Jeudi soir, un homme a jeté de l’acide à la tête de Sergei Filin, qui pourrait perdre la vue. Sans doute une vengeance artistique.

L’attaque a eu lieu jeudi soir. Sergei Filin, 42 ans, revenait chez lui après un gala en hommage à Stanislavski lorsqu’un homme masqué lui a jeté de l’acide à la tête. Le visage et surtout la cornée sont atteints de brûlures au troisième degré. On redoute qu’il perde la vue. «Le malheur qui est arrivé à Sergei Filin n’est pas dû au hasard. Le marché noir, la magouille, les prix exhorbitants des billets, le fanatisme de certains balletomanes prêts à trancher la gorge des adversaires de leurs idoles, les déclarations scandaleuses de certains employés du Bolchoï à la presse,tout ceci a un effet boule de neige», écrit Igor Ratmansky, son prédécesseur à la tête du Bolchoï, sur sa page Facebook.

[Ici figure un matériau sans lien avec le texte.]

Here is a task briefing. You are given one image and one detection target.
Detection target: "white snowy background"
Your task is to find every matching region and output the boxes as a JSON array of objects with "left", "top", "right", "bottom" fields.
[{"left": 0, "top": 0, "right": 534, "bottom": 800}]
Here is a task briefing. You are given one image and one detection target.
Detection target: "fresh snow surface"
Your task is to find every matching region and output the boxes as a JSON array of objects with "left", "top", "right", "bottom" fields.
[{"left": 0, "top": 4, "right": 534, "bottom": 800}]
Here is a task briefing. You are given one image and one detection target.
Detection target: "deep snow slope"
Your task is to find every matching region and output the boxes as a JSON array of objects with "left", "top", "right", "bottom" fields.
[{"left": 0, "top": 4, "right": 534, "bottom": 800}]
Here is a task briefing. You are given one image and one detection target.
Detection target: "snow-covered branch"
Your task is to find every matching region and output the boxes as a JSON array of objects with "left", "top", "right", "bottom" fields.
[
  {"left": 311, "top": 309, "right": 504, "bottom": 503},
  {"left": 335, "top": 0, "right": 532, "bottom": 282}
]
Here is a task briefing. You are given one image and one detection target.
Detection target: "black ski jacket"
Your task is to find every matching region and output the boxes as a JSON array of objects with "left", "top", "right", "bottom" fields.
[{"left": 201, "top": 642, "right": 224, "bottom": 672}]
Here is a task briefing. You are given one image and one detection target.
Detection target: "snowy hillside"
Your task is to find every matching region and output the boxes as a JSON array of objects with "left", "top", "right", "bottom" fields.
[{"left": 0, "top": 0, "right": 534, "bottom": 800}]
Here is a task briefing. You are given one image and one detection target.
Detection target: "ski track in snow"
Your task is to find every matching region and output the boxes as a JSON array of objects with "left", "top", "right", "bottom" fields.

Le directeur du Bolchoï attaqué à l'acide par Zoomin_France

Au Bolchoï, Katerina Novikova, chargée de la communication et amie de Filin, explique que Ratmansky vivait sous la menace depuis un certain temps. On avait crevé les pneus de sa voiture et piraté sa page Facebook. Père de famille, il avait refusé de se faire accompagner d’un garde du corps, persuadé que son devoir était de résister aux menaces. Les prémisses de l’enquête montrent que ce geste ne serait pas celui d’un vulgaire voyou mais plutôt une vengeance liée aux responsabilités artistiques de Sergei Filin. Le directeur du Bolchoï dispose, comme n’importe quel directeur de compagnie, d’un pouvoir absolu pour donner des rôles, et construire des carrières.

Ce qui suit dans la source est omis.